Green-fee rejection lacks justification, students’ support
April 25, 2008
If there were a good reason for the Board of Trustees’ removal of the proposed student fee for sustainability, we don’t see it.
The board’s Student Affairs Committee voted 3-1 Tuesday to eliminate the 50-cent green fee from the final student-fees recommendation. The amended version then passed the Finance Committee and the full board unanimously.
But the final proposal won’t actually save students any money, since the board also voted to increase the Student Center fee — which was already set to go from $45.75 per semester to $55.50 — by an additional 50 cents.
So students will be paying just as much, except $13,000 that would have gone toward promoting sustainability each semester will instead pad the Student Center’s fee revenue of more than $1 million per semester.
The change would not be so egregious if the student body hadn’t already expressed overwhelming support for a sustainability fee. In the 2006 Student Government spring elections, a referendum on the ballot asked students if they would be willing to pay $6 to $8 per semester to support sustainability.
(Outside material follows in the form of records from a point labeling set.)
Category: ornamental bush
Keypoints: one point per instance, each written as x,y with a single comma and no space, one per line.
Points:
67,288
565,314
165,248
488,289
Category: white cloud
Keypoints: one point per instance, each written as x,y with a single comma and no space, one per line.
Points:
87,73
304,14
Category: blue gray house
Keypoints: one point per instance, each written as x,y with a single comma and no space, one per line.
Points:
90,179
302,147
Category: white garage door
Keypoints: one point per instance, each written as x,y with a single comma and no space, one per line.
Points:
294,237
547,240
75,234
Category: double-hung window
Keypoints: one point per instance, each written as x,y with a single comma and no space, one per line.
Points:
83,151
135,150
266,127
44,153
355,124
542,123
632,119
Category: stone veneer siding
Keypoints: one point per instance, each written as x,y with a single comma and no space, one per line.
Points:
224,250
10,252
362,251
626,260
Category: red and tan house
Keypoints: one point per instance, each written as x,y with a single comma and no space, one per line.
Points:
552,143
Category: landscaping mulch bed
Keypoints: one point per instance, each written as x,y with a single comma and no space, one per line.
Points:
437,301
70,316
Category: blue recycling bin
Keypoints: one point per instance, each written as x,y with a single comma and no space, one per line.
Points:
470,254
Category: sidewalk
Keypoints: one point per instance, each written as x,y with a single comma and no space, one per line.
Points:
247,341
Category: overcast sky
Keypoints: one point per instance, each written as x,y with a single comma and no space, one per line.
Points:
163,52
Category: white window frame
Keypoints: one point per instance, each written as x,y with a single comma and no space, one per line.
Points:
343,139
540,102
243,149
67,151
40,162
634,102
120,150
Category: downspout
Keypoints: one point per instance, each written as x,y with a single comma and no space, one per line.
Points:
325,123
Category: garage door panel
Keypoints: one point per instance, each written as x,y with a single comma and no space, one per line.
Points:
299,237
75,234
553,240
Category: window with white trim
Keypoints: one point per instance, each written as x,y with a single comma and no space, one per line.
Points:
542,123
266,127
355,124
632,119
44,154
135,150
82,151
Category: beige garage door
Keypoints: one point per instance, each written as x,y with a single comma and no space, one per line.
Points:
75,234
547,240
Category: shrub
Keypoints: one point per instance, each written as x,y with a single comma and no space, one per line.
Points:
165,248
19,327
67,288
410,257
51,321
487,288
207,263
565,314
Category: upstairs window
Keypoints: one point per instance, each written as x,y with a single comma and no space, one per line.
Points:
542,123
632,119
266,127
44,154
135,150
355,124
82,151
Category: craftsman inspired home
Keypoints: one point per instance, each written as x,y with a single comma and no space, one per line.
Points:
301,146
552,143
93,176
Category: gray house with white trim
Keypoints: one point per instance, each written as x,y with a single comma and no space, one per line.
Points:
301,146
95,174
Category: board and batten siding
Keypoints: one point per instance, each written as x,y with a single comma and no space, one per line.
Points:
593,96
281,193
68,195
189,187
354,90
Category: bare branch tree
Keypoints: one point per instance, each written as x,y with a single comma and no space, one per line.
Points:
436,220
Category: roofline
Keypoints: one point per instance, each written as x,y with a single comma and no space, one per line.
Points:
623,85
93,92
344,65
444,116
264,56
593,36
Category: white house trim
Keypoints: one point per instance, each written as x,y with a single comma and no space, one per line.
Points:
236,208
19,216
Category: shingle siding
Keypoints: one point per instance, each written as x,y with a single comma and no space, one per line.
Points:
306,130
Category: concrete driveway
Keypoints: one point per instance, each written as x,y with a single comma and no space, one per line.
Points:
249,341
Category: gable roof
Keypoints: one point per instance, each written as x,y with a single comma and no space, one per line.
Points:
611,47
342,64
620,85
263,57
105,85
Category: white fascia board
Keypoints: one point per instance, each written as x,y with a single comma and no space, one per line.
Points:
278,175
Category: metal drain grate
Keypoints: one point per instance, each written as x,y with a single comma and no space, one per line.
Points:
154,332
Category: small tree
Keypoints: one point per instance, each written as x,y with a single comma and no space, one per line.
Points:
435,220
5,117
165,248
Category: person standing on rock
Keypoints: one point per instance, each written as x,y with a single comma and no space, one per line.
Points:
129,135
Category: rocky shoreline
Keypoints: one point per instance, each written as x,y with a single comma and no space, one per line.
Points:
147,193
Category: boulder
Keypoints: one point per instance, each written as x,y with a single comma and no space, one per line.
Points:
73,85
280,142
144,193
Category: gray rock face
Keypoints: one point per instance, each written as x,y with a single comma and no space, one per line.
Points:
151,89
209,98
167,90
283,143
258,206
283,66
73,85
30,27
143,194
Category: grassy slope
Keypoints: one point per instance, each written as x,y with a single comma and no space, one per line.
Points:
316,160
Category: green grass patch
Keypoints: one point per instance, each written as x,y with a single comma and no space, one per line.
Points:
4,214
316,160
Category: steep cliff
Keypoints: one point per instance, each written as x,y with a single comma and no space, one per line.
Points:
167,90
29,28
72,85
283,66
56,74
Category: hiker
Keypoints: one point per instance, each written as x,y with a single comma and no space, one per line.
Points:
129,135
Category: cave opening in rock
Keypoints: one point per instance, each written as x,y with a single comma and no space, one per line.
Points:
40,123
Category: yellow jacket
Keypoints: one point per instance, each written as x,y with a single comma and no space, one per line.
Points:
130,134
It passed with 67 percent support.
That was for a fee at least 12 times as expensive as the one proposed. Students clearly are willing to pay to make UK more environmentally friendly — so why is the Board of Trustees standing in the way?
What’s especially confounding — and disappointing — is SG President Nick Phelps’ opposition to the green fee. His duty as a trustee is to stand up for what students want. As one of the rare cases when the student body had actually voted on an issue before the trustees, it should have been no trouble for Phelps to stand behind the green fee.
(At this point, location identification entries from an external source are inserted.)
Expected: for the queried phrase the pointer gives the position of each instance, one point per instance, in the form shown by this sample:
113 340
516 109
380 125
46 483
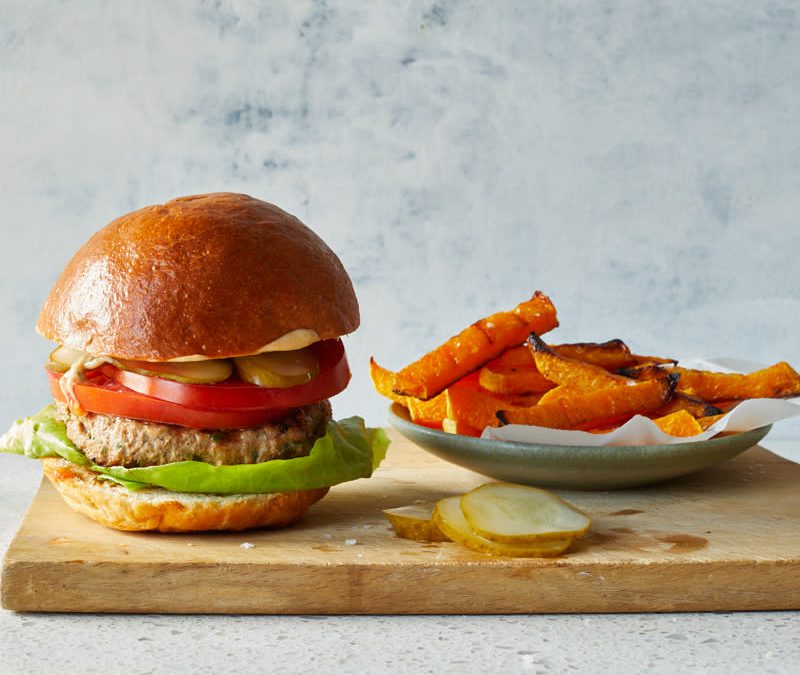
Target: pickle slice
278 369
519 514
451 520
415 521
190 372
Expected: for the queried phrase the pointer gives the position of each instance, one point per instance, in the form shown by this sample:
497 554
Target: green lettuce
349 450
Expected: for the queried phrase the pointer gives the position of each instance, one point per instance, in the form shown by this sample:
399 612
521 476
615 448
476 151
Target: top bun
215 275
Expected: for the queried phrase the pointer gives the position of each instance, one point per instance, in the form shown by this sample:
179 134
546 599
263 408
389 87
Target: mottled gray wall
636 160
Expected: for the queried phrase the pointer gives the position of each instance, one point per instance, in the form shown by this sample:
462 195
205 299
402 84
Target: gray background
637 161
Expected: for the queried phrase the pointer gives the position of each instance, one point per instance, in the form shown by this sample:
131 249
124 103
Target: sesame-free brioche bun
216 275
157 509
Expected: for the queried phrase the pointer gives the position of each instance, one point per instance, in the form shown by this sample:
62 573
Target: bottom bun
157 509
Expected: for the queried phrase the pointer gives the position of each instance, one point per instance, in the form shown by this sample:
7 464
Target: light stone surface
638 161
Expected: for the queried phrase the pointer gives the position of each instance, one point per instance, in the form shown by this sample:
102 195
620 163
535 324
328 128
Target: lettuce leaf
349 450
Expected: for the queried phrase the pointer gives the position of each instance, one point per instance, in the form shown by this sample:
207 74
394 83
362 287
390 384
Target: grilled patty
119 441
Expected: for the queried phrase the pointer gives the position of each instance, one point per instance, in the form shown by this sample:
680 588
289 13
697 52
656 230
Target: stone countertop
763 642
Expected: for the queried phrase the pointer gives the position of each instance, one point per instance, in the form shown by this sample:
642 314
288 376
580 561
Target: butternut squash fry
558 392
473 347
505 379
696 407
430 412
611 355
776 381
576 374
471 405
587 408
680 423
Phelps’ justification for his vote is that “there was no clear vision†for the green fee, he said in a Kernel article Wednesday.
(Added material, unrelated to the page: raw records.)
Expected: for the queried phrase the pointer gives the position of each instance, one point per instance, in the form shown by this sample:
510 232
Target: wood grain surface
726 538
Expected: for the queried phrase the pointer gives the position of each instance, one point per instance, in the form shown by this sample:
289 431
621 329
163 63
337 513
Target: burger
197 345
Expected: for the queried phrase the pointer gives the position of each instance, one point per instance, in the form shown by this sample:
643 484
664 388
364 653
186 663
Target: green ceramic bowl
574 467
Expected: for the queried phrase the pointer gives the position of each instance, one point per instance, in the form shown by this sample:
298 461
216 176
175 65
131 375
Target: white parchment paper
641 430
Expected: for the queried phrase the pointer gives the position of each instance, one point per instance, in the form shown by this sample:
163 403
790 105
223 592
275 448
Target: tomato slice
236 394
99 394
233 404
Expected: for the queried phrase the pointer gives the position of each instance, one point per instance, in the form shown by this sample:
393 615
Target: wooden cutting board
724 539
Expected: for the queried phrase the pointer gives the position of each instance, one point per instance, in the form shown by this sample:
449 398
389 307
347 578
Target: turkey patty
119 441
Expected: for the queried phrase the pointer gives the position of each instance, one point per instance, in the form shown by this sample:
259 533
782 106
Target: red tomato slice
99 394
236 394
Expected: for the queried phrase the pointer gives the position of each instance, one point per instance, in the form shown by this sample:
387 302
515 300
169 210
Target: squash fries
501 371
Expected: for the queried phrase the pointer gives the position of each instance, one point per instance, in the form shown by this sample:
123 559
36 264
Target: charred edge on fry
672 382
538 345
It’s a serious failure of imagination if Phelps can’t think of ways $13,000 would be used for sustainability on campus. A few things come to mind: buying more energy from non-coal sources, insulating buildings to reduce power use and expanding the recycling program, for starters. There’s little chance the green-fee money would sit around unused.
Environmental sustainability is too important for trustees to keep making excuses. The next student-fee package needs to include a green fee — preferably at an amount far more than a twelfth of what students voted for.